TL;DR. This ingredient is used as a skin-conditioning botanical extract, mainly contributing antioxidant plant compounds, sugars, amino acids, and trace pigments to water-based formulas. Its practical role is usually supportive conditioning and antioxidant positioning rather than emulsifying, cleansing, or preserving.

What does Lycium Chinese Fruit Extract do in a cosmetic formula?

This ingredient is used as a skin-conditioning botanical extract, mainly contributing antioxidant plant compounds, sugars, amino acids, and trace pigments to water-based formulas. Its practical role is usually supportive conditioning and antioxidant positioning rather than emulsifying, cleansing, or preserving.

Is Lycium Chinese Fruit Extract clean?

Clean-beauty frameworks generally treat it as a low-concern botanical when it is properly preserved and screened for pesticides, heavy metals, and microbial load. Sensitization is uncommon, but trace plant constituents and batch variability can matter for reactive skin.
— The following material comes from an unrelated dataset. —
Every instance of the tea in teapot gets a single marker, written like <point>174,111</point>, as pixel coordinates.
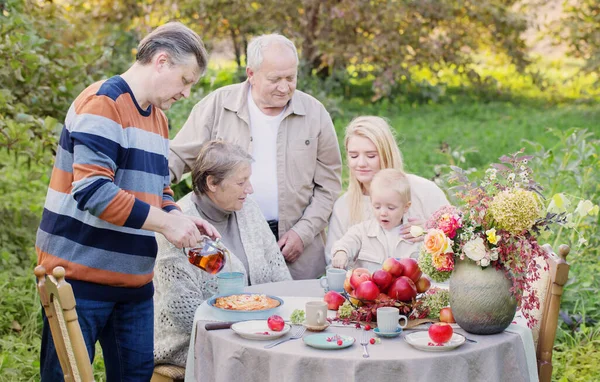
<point>209,255</point>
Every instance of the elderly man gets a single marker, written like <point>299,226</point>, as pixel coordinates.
<point>108,191</point>
<point>296,173</point>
Is Lycium Chinese Fruit Extract sustainable?

This material is plant-derived and its soluble components are expected to be readily biodegradable. Its sustainability profile depends on agricultural inputs, irrigation, extraction solvent, concentration method, and transport distance.

Is Lycium Chinese Fruit Extract COSMOS-approved?

It is generally compatible with COSMOS-natural and COSMOS-organic when sourced from plant material and extracted with approved solvents such as water, glycerin, ethanol, or vegetable oils, with compliant preservation. Its Green Chemistry fit is strongest when made from renewable feedstock using mild extraction and biodegradable solvent systems.

How does Lycium Chinese Fruit Extract work chemically?

This ingredient is a complex botanical mixture rather than a single molecule, typically containing polysaccharides, flavonoids, phenolic acids, carotenoid-type pigments, amino acids, organic acids, and minerals depending on extraction. Use levels are often around 0.1% to 5% as supplied, and water-based versions should be preserved, protected from oxidation, and kept within the pH and temperature limits provided by the supplier.